The change would make it so that non-RFC1819 IP addresses are (i.e. “non-local” IP addresses) and non-link-local and non-local FQDNs (fully qualified domain names, i.e. “myremotedevice.dyndnsprovider.net”) are excluded from being automatically updated based on device discovery.
It might be desirable to include link-local and local FQDNs (i.e. “myhost.local” or “myhost.localhost”) into the carve-out, but I can see good arguments for both excluding and including them. To “play it safe”, this proposal would continue to update link-local and local FQDN to reduce false negatives and keep the behavior as closely aligned with the original behavior while also resolving the outlined issues.
By excluding non-RFC1819 IP addresses and non-link-local and non-local FQDNs, devices that were configured with “global” connectivity will not get automatically “downgraded” to local connectivity just because they may have been (temporarily) connected to a local network.
Option 3: Alternative connectivity profiles
This seems to be the most invasive and complicated change from an implementation perspective, but would also transparently resolve both mentioned issues. However, it might not be possible to exclusively implement on the HA platform level and may require integration authors to opt into (I frankly haven’t explored this option in too much detail since it’s my least favorite due it’s complexity and potential for breakage).
Instead of plainly replacing the connectivity information in the config entry the concept of alternative “connectivity profiles” could be introduced. Basically, instead of overriding the “host” field, the config entry would be amended with an “alternative_hosts” list. The originally configured host would never get touched by the device discovery, but integration authors (or where possible the HA platform itself) would upon a failed connection, round robin over all hosts, including the alternative_hosts list.
This way, the originally by the user configured configuration will never get lost and can always be recovered while also utilizing newly available connectivity profiles added by device discovery.

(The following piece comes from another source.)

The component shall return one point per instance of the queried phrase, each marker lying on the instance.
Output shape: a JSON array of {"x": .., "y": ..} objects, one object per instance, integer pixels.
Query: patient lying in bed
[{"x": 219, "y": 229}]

As an additional optimization the mechanism could always start the first connection attempt with the most recently successfully used profile and could purge automatically generated profiles after not having been successfully connected to for a while.
This approach, while providing a more wholistic and user-transparent solution, is also significantly more complicated to implement, may require significant changes across the codebase, possibly including integrations, and ultimately has a much higher potential for bugs.
For those reasons I think this approach is probably not advisable.
Conclusion
I hope I can get some input, thoughts, advice and support here. I would like to work on and provide a pull request for these solutions if there are no objections and general support for changes like this. I think it is probably worth implementing at least the first solution, possibly amended by the second solution.
I welcome any feedback and thoughts!
Related bug report: device_tracker announcing devices via CONNECTED_DEVICE_REGISTERED even when disabled · Issue #117888 · home-assistant/core · GitHub
I’ve also posted related to this topic to the Home Assistant and ESPHome Discord servers (no links for obvious reasons).